Georgia: The governor signed House Bill 1292 on 5/2/2024 to require that notaries review certain identification documents and keep a journal of notarial acts performed for “self-filers,” a term which is defined in the bill. It also requires notaries to complete an educational class within 30 days prior to an initial appointment or each subsequent renewal appointment. The final bill also includes provisions related to electronic real property recording. The new law takes effect on 1/1/2025.

New York: Assembly Bill 7241 (2023), which would exempt from recordkeeping and reporting requirements any act of a notary public related to the designation or nomination of candidates, passed the Assembly on 5/6/2024 and is pending in the Senate.

Real estate recording-related legislation

Georgia: In addition to the notary provisions described above, House Bill 1292 also provides that documents submitted for recording by “self-filers” (a person who is a party to the instrument) be submitted using electronic filing. Clerks of the superior court shall offer electronic recording for deeds, mortgages, statutory liens, and certain other documents by the time the new law takes effect. In addition, rules and regulations adopted by the Georgia Superior Court Clerks Cooperative Authority to implement the law shall require any individual who wants to submit electronic documents for recording to provide information sufficient to identify the individual through the electronic filing portal. The new law takes effect on 1/1/2025.

Ohio: Senate Bill 94 (2023), which would address state treasurer matters but includes a provision that would require county recorders to implement electronic recording and make real estate records available online, passed the Senate on 5/8/2024. The provision states that each county recorder, county auditor, and county engineer shall make available to the public a method for electronically recording instruments related to conveyances of real property that adheres to the standards governing conveyances of real property.
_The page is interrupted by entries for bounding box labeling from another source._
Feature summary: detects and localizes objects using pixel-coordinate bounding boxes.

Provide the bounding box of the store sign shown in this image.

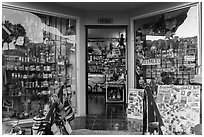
[98,18,113,24]
[156,85,200,134]
[142,58,161,66]
[127,89,144,120]
[184,56,195,61]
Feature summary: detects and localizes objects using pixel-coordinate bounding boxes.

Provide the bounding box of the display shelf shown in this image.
[106,82,125,103]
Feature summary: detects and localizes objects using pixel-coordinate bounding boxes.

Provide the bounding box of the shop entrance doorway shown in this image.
[86,26,127,115]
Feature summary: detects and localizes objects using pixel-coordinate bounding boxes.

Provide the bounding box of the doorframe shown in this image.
[85,25,128,115]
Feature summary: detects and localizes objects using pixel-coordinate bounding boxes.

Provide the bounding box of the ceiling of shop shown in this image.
[57,2,151,11]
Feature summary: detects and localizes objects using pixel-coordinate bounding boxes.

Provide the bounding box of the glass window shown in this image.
[135,6,201,85]
[2,8,76,118]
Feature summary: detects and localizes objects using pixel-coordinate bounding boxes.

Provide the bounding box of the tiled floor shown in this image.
[71,95,142,132]
[3,95,143,135]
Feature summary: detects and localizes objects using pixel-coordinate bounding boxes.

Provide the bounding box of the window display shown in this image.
[135,6,201,135]
[87,28,126,102]
[2,8,76,119]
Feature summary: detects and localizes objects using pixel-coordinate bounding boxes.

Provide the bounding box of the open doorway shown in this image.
[86,26,127,115]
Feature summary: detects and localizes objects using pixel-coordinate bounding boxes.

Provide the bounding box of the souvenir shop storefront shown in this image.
[1,2,202,135]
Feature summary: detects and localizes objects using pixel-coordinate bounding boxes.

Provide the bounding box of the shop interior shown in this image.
[87,26,127,114]
[2,2,202,135]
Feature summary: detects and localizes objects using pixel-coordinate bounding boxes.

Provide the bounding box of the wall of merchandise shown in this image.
[2,9,76,118]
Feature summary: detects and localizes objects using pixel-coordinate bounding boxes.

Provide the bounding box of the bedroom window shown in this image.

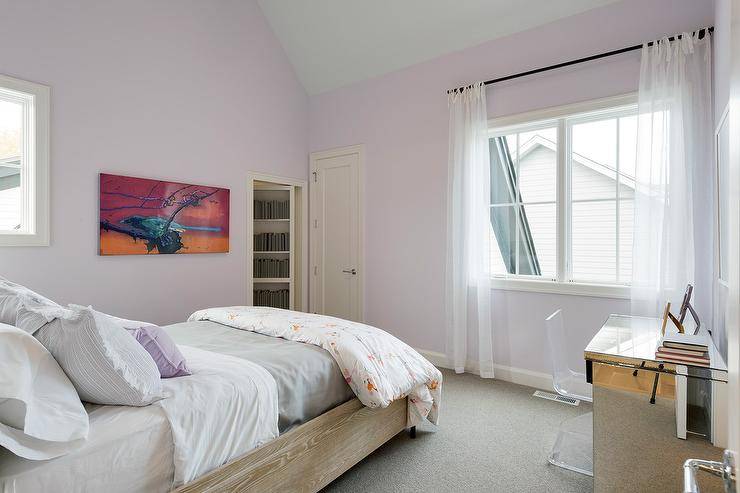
[0,76,49,246]
[489,96,637,297]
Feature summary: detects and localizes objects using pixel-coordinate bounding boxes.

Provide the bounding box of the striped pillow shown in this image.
[36,305,162,406]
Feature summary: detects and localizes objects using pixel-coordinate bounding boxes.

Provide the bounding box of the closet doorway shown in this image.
[309,145,364,322]
[247,173,308,311]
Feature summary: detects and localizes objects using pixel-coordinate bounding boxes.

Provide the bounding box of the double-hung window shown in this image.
[0,76,49,246]
[489,96,637,297]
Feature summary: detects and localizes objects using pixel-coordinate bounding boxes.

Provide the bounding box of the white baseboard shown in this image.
[417,349,552,391]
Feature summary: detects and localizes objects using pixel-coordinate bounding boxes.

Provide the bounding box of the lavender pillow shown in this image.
[126,325,191,378]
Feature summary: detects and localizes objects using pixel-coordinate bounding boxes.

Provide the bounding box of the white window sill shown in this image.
[491,277,630,300]
[0,232,49,247]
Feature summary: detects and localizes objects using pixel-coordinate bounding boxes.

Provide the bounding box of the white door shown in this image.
[309,146,364,321]
[684,6,740,492]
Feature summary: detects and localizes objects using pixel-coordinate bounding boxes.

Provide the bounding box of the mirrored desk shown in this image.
[584,315,727,492]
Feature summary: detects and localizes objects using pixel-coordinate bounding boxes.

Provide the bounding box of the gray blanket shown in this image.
[164,321,355,433]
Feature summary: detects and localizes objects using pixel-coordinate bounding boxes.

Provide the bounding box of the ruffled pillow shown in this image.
[0,323,89,460]
[33,305,162,406]
[0,277,62,334]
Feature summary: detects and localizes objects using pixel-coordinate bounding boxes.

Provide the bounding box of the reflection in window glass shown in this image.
[490,127,557,279]
[0,99,23,231]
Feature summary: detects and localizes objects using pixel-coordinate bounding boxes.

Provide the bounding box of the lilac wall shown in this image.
[0,0,308,323]
[309,0,714,372]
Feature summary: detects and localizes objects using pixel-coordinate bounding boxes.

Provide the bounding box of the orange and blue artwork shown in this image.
[100,173,229,255]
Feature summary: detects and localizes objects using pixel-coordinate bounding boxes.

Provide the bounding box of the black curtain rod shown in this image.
[447,26,714,94]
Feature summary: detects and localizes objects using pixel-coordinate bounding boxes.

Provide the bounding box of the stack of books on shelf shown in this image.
[254,233,290,252]
[655,334,709,366]
[254,200,290,219]
[253,289,290,309]
[252,258,290,278]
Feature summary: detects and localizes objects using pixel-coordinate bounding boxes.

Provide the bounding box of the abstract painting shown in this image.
[100,173,229,255]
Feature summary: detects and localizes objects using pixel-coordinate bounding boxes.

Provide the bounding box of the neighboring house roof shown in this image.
[512,135,635,190]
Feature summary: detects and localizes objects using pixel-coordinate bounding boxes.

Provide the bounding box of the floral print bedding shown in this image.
[188,306,442,426]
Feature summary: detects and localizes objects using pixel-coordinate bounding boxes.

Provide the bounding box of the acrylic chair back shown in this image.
[545,310,574,391]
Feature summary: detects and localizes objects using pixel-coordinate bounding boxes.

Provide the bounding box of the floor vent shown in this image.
[532,390,581,406]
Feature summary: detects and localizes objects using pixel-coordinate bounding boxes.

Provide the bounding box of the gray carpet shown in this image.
[323,370,592,493]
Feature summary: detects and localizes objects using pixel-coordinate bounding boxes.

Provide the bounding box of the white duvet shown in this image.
[154,346,278,486]
[188,306,442,426]
[0,346,278,493]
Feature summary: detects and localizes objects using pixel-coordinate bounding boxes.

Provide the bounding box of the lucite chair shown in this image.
[545,310,594,476]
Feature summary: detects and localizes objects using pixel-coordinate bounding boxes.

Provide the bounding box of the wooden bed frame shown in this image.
[175,398,415,493]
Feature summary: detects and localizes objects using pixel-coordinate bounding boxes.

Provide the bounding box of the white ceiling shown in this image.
[258,0,617,95]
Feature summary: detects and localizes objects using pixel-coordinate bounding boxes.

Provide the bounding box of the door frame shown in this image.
[244,171,309,310]
[308,144,365,322]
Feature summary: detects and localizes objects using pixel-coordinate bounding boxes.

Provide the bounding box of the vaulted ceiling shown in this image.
[258,0,617,94]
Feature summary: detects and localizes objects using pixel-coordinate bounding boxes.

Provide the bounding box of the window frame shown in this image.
[488,93,637,299]
[0,75,51,247]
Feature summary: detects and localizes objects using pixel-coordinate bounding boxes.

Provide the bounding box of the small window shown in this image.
[489,97,637,295]
[0,76,49,246]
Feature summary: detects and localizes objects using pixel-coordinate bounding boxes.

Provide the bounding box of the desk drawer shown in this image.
[593,363,676,400]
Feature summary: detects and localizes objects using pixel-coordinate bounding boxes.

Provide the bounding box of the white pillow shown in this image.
[33,305,162,406]
[0,277,61,334]
[0,323,89,460]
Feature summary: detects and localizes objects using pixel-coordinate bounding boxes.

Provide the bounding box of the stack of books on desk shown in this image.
[655,334,709,366]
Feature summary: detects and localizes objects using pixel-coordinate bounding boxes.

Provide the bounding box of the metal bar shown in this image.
[447,26,714,93]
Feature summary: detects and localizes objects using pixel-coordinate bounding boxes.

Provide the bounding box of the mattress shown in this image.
[163,321,355,433]
[0,321,354,493]
[0,404,174,493]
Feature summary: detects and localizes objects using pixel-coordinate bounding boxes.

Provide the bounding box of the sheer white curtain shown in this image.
[446,82,493,378]
[631,33,712,316]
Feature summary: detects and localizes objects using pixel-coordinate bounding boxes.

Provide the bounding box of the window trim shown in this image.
[488,92,637,299]
[0,75,51,247]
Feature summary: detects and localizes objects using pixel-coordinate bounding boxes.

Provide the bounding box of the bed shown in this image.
[0,321,416,493]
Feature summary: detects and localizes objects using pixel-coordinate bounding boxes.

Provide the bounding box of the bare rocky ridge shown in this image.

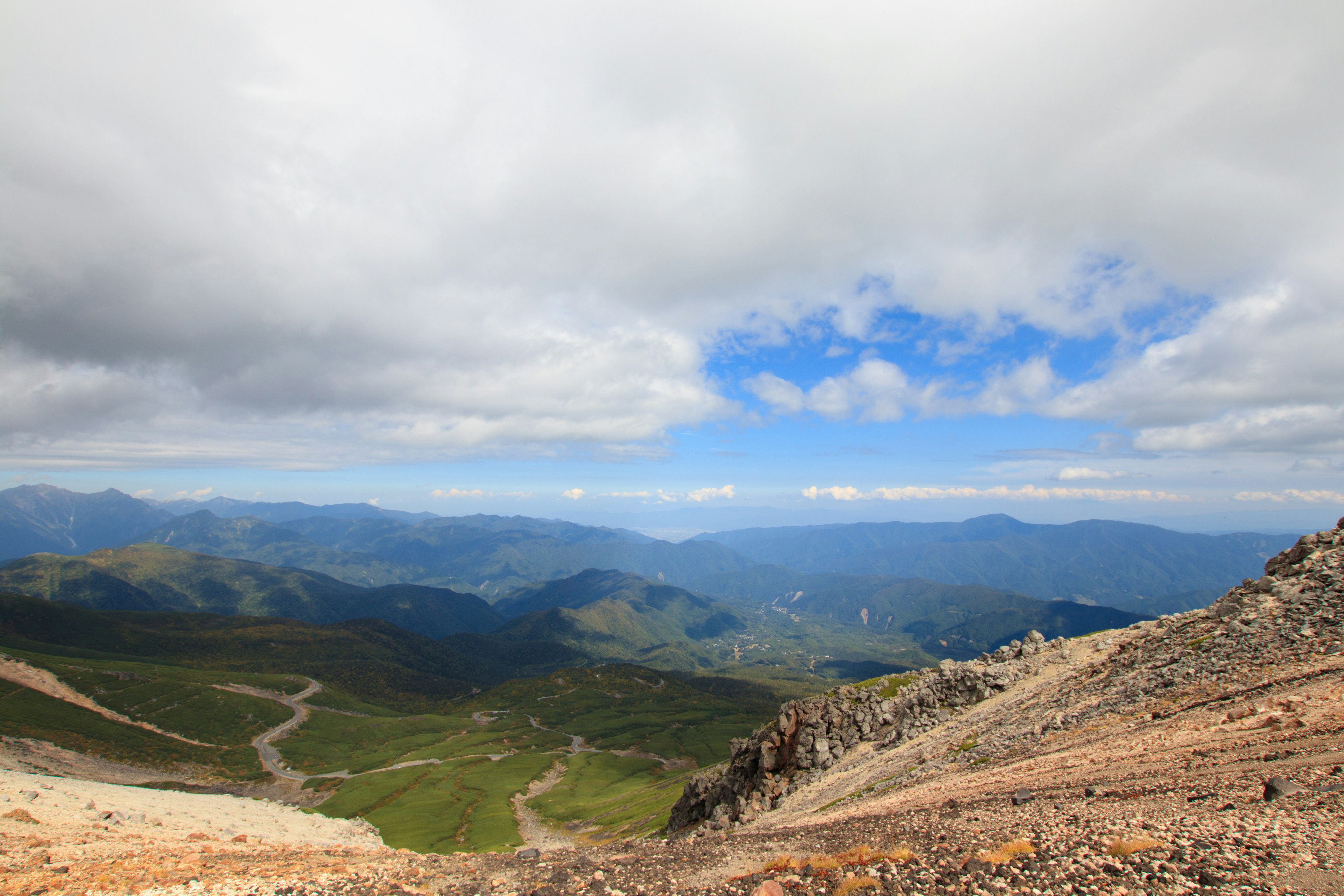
[668,631,1064,832]
[0,518,1344,896]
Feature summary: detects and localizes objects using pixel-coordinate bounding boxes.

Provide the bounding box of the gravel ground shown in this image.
[0,528,1344,896]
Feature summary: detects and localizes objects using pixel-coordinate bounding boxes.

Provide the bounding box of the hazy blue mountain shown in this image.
[695,514,1294,604]
[695,566,1149,659]
[0,485,171,560]
[0,544,504,638]
[152,497,437,523]
[274,516,754,599]
[1115,590,1227,617]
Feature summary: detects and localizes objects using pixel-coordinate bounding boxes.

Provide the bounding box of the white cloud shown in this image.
[743,357,915,423]
[685,485,734,502]
[802,485,864,501]
[1055,466,1147,482]
[1232,489,1344,504]
[1289,457,1339,473]
[168,486,215,501]
[0,3,1344,468]
[802,485,1191,501]
[1040,287,1344,453]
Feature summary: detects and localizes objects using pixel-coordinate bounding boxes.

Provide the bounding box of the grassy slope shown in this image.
[0,544,503,638]
[289,665,778,852]
[0,648,333,779]
[136,510,424,587]
[0,594,576,712]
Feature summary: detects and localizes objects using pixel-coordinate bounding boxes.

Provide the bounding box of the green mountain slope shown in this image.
[696,514,1293,604]
[134,510,422,587]
[126,510,752,599]
[285,517,754,599]
[0,544,503,638]
[495,569,747,669]
[0,485,171,560]
[0,594,586,712]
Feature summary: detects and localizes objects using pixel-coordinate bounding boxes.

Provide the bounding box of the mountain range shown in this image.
[0,486,1286,669]
[0,544,504,638]
[0,593,587,712]
[495,569,747,668]
[695,513,1294,604]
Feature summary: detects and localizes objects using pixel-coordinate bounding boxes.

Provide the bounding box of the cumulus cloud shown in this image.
[0,1,1344,468]
[1289,457,1339,473]
[1043,291,1344,453]
[1232,489,1344,504]
[429,489,535,498]
[168,485,215,501]
[1055,466,1147,482]
[743,357,917,422]
[685,485,734,502]
[802,485,1191,501]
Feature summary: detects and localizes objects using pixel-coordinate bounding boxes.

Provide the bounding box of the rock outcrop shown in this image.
[668,520,1344,833]
[668,631,1064,832]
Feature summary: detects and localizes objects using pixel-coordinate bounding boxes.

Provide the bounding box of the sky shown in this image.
[0,0,1344,529]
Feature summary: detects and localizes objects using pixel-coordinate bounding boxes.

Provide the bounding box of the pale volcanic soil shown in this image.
[8,528,1344,896]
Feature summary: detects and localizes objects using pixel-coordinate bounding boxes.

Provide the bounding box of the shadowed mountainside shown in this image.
[0,593,586,712]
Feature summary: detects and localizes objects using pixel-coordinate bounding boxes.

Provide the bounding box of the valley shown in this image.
[0,491,1340,896]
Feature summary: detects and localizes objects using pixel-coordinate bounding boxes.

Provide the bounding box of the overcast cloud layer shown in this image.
[0,1,1344,494]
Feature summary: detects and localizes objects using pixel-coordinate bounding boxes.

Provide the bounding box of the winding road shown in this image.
[239,678,676,780]
[251,678,322,780]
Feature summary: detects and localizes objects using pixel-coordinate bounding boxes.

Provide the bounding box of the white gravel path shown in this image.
[0,771,382,849]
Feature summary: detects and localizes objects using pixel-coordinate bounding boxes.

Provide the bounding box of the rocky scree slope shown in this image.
[668,520,1344,832]
[668,631,1064,832]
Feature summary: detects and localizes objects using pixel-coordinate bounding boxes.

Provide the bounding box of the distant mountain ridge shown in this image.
[0,485,172,560]
[145,496,438,523]
[128,510,752,599]
[695,513,1293,604]
[495,569,746,669]
[695,566,1152,659]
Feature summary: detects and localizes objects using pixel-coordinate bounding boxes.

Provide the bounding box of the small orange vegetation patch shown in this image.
[980,840,1036,865]
[836,877,882,896]
[1106,837,1163,856]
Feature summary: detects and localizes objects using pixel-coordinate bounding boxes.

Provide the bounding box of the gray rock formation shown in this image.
[668,518,1344,833]
[668,631,1064,832]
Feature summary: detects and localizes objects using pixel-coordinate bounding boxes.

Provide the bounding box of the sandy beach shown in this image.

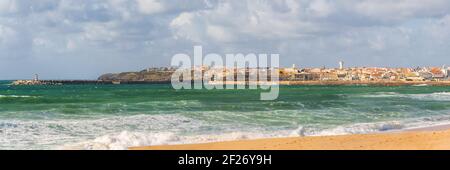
[130,125,450,150]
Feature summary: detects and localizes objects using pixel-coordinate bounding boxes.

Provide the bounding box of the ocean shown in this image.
[0,81,450,149]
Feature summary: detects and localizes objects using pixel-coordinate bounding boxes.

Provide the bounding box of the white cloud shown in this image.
[0,0,450,79]
[137,0,164,14]
[0,0,17,14]
[307,0,334,17]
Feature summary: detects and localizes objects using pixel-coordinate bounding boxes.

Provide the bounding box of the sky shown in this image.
[0,0,450,80]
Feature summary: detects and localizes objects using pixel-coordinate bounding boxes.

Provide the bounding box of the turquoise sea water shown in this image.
[0,81,450,149]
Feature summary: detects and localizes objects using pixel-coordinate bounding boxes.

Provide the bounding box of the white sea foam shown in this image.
[362,92,450,101]
[59,116,450,149]
[0,110,450,149]
[0,94,36,98]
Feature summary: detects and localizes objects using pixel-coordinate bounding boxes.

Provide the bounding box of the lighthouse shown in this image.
[339,61,344,70]
[34,74,39,81]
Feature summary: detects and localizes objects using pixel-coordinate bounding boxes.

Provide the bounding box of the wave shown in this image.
[362,92,450,101]
[0,94,37,98]
[59,116,450,150]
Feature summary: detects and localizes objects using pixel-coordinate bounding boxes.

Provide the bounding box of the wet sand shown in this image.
[130,125,450,150]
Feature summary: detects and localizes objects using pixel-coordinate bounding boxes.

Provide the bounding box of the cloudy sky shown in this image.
[0,0,450,79]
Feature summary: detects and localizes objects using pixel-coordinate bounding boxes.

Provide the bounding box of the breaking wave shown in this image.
[60,116,450,150]
[362,92,450,101]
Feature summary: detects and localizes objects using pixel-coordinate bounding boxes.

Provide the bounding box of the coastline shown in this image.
[129,125,450,150]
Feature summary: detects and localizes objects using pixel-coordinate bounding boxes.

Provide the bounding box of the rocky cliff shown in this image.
[98,68,175,82]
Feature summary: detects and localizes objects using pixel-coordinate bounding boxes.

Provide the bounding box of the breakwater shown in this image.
[11,80,170,85]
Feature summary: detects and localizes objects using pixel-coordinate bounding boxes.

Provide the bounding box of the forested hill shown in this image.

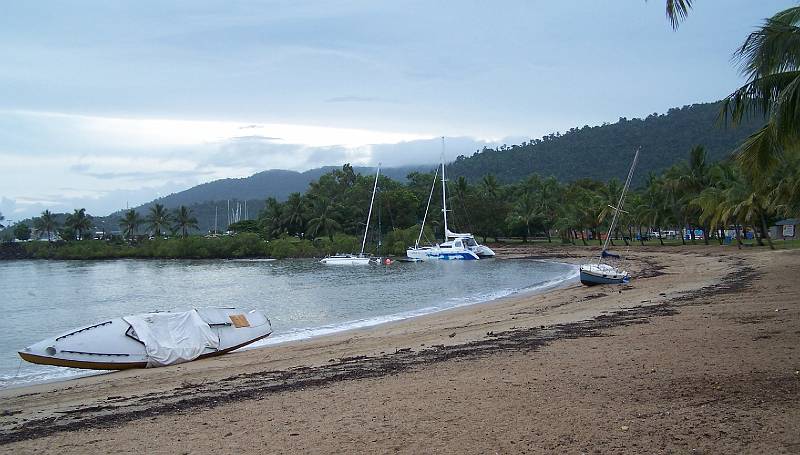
[144,165,435,209]
[448,103,762,183]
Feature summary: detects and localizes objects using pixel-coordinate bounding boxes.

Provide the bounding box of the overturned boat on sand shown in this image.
[19,308,272,370]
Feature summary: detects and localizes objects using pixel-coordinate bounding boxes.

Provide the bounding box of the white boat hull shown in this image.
[580,264,629,286]
[406,247,480,261]
[319,255,373,265]
[19,308,272,370]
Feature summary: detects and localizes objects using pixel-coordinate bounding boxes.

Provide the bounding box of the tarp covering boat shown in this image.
[122,310,219,368]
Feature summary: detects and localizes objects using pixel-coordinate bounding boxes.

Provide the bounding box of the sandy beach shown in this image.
[0,245,800,454]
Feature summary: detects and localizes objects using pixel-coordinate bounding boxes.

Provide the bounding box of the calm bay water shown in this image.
[0,260,578,388]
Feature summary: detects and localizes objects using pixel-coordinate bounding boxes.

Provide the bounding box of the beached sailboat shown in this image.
[580,148,640,286]
[19,308,272,370]
[319,163,381,265]
[406,137,495,261]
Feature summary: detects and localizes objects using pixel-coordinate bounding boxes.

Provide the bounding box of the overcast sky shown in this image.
[0,0,797,220]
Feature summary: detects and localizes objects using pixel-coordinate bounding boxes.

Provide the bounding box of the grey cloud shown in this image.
[325,96,397,103]
[230,134,282,142]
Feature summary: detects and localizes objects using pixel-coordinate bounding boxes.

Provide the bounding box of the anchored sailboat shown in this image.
[406,137,495,261]
[319,163,381,265]
[581,147,641,286]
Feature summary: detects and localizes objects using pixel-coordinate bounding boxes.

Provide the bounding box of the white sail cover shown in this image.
[122,310,219,368]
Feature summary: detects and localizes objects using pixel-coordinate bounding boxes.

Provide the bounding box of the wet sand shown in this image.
[0,246,800,453]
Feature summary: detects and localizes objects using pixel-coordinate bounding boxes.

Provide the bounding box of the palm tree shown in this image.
[145,204,171,237]
[258,197,284,239]
[119,209,142,240]
[720,6,800,176]
[667,0,693,29]
[174,205,198,238]
[514,189,538,243]
[64,209,92,240]
[539,175,561,243]
[308,198,342,241]
[280,193,308,235]
[33,210,58,242]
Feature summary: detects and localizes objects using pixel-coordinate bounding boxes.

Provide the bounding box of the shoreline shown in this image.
[0,251,796,454]
[0,257,578,396]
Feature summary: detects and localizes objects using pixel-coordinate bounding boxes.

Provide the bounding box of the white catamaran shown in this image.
[581,148,640,286]
[406,137,495,261]
[319,163,381,265]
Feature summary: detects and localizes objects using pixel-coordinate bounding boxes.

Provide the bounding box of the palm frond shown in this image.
[734,122,782,175]
[734,7,800,78]
[667,0,692,30]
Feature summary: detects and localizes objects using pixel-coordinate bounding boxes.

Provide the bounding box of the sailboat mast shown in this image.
[442,136,448,242]
[414,167,439,249]
[358,163,381,256]
[600,147,641,258]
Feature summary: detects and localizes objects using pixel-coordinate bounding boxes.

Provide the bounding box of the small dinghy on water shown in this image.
[319,163,381,265]
[19,308,272,370]
[580,148,640,286]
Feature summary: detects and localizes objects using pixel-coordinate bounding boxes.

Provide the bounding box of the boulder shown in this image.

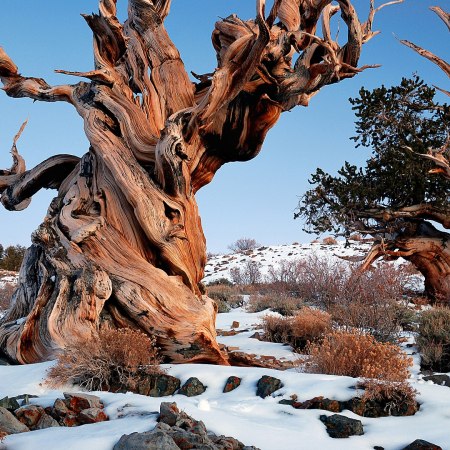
[320,414,364,439]
[113,430,180,450]
[343,397,420,418]
[292,397,342,412]
[178,377,206,397]
[0,406,30,434]
[0,397,20,412]
[78,408,109,424]
[14,405,45,430]
[52,398,69,420]
[423,375,450,387]
[34,413,60,430]
[137,374,181,397]
[113,402,258,450]
[223,376,241,393]
[158,402,180,427]
[64,392,103,413]
[402,439,442,450]
[256,375,283,398]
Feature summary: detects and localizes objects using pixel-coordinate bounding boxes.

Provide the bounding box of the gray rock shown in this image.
[0,406,30,434]
[64,392,103,412]
[14,405,45,430]
[402,439,442,450]
[113,430,180,450]
[159,402,180,427]
[256,375,283,398]
[0,397,20,411]
[34,413,60,430]
[223,376,241,393]
[137,374,181,397]
[78,408,108,423]
[178,377,206,397]
[423,375,450,387]
[320,414,364,438]
[52,398,69,419]
[11,394,39,406]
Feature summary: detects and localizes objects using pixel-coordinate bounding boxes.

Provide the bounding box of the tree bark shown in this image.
[0,0,398,364]
[361,220,450,304]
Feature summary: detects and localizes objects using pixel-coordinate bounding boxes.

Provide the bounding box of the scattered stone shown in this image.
[11,394,39,406]
[250,331,262,341]
[0,406,30,434]
[402,439,442,450]
[320,414,364,439]
[64,392,103,413]
[52,398,69,419]
[348,397,420,418]
[113,430,180,450]
[62,411,80,427]
[14,405,45,430]
[423,375,450,387]
[178,377,206,397]
[34,413,60,430]
[113,402,258,450]
[223,376,241,393]
[0,397,20,412]
[78,408,108,424]
[256,375,283,398]
[292,397,342,412]
[159,402,180,427]
[137,374,181,397]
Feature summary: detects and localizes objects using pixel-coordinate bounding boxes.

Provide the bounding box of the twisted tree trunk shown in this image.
[361,220,450,304]
[0,0,394,364]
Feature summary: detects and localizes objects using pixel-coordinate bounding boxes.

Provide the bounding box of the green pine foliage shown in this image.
[295,76,450,236]
[0,244,26,272]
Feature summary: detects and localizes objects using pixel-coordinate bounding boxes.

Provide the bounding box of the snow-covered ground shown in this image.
[0,243,450,450]
[0,308,450,450]
[203,241,424,291]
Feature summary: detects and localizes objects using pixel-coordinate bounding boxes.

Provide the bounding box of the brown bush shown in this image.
[328,265,415,342]
[47,328,162,391]
[357,379,417,415]
[247,292,304,316]
[262,307,331,351]
[416,307,450,372]
[0,283,15,311]
[306,331,412,382]
[207,284,244,313]
[322,236,337,245]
In addition, each county recorder shall make available to the public on the county recorder’s web site electronic indexes for, and electronic versions of, all instruments recorded on or after January 1, 1980, although there are exceptions for certain document types. The electronic recording and online indexes must be available by 6/30/2026.

Rhode Island: House Bill 7867, which would require the recording of condominium bylaws and rules of the association, passed the House on 5/9/2024. The bylaws and rules would have to be recorded in the land evidence records of the city or town the condominium is in and require amendments to the original filings to be certified by two or more members of the executive board.

South Carolina: Senate Bill 881, which would provide that any recorded unfair real estate service agreement or notice or memorandum of an unfair real estate service agreement is void, passed the House on 5/9/2024 and is pending delivery to the governor.

Tennessee: The governor signed Senate Bill 2448 on 5/6/2024 to authorize a study of real estate fraud in the state. The new law took effect immediately. The bill originally would have required county registers of deeds and notaries public to verify the identity of a person recording or notarizing a document relating to certain real estate transactions but was amended prior to enactment.

Other items and legislation of interest

Louisiana: House Bill 380, which would require the Louisiana Clerks’ Remote Access Authority (LCRAA) to develop a statewide integrated electronic filing system, passed the House on 5/7/2024. After implementation of such a system, the bill would require any document filed in connection with a civil, traffic or criminal matter to be filed electronically with the clerk of court.

Maryland: The governor signed House Bill 611 and Senate Bill 534 on 5/9/2024 to repeal the Electronic Transactions Protection Act. The new law takes effect 10/1/2024.


Note that this update provides only a short summary of the listed bills, which are often lengthy and complex. It is not intended to include all potentially relevant provisions of each bill. For full details, please review the bill on the applicable state legislative web site.